Dalam program percontohan ini, HashKey MENA akan menyediakan on- dan off-ramp fiat yang diatur di Timur Tengah, sementara Daya akan memfasilitasi aliran pembayaran di pasar Afrika, termasuk Naira Nigeria dan mata uang lokal lainnya. Koridor ini juga akan mendukung transfer bank, akun mata uang lokal virtual, dan antarmuka pemrograman aplikasi (API) pembayaran yang dapat diintegrasikan oleh bisnis dan fintech ke dalam operasi mereka.
Program percontohan ini merupakan bagian dari jaringan Asia Connect milik HashKey, yang menghubungkan koridor pembayaran di Hong Kong, Filipina, Vietnam, UEA, dan kini Afrika.
"Afrika sudah menjadi pelopor dalam adopsi stablecoin. Yang selama ini kurang adalah infrastruktur yang diatur dan likuiditas yang skalabel untuk menghubungkan permintaan tersebut ke seluruh dunia," kata Paul Joe, co-founder Daya. "Dengan bergabung ke jaringan Asia Connect HashKey sebagai node Afrika, dengan penyelesaian di Aptos, kami terhubung ke jaringan yang sudah berjalan dari Hong Kong ke Filipina, Vietnam, hingga Uni Emirat Arab (UEA)."

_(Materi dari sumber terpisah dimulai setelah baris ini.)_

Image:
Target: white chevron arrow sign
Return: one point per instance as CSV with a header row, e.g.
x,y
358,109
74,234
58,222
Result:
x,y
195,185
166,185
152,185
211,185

Pada Juli 2025, Aptos bermitra dengan startup pembayaran stablecoin pan-Afrika, Yellow Card, untuk mendukung transaksi lintas batas di 20 negara Afrika.
Bagi perusahaan blockchain, kemitraan ini merupakan strategi distribusi. Pada Oktober 2025, Flutterwave, startup pembayaran terbesar di Afrika, bermitra dengan Polygon; delapan bulan kemudian, perusahaan ini memperluas strategi penyelesaian blockchainnya dengan Tempo. Secara terpisah, fintech Nigeria Paga bermitra dengan Sui pada Mei 2026 untuk membangun infrastruktur stablecoin.
Dengan berintegrasi dengan fintech dan penyedia pembayaran yang sudah melayani bisnis dan konsumen, jaringan seperti Aptos mendapatkan akses ke aliran pembayaran dunia nyata yang dapat mendorong volume transaksi, memperdalam likuiditas, dan memperkuat adopsi jaringan.
Dorongan pembayaran Aptos bersama Daya dan HashKey MENA menargetkan tantangan yang sudah lama ada di pasar berkembang, di mana pembayaran lintas batas sering kali melewati jaringan perbankan koresponden dan mata uang asing sebelum mencapai tujuan akhirnya, sehingga meningkatkan biaya dan waktu penyelesaian bagi bisnis.
Didirikan pada Oktober 2025 oleh Tomiwa "Aleph" Lasebikan, mantan co-founder startup kripto yang didukung Y Combinator, Helicarrier, dan Joe, Daya menyediakan infrastruktur pembayaran lintas batas berbasis stablecoin untuk bisnis Afrika. Perusahaan ini didukung oleh akselerator kripto berbasis New York, Alliance DAO.
Blockchain Aptos akan berfungsi sebagai lapisan penyelesaian untuk koridor tersebut, sementara Daya dan HashKey MENA menangani konektivitas fiat dan distribusi pembayaran lokal.
Aptos memiliki kapitalisasi pasar sebesar $568,7 juta dan telah memproses sekitar 7,9 juta transaksi stablecoin dalam 30 hari terakhir, menurut platform analitik stablecoin berbasis AS, Artemis, jauh lebih sedikit dibandingkan blockchain native lainnya seperti Base, Binance Smart Chain (BNB), dan Solana yang telah mencatat lebih dari 100 juta transaksi dalam periode yang sama.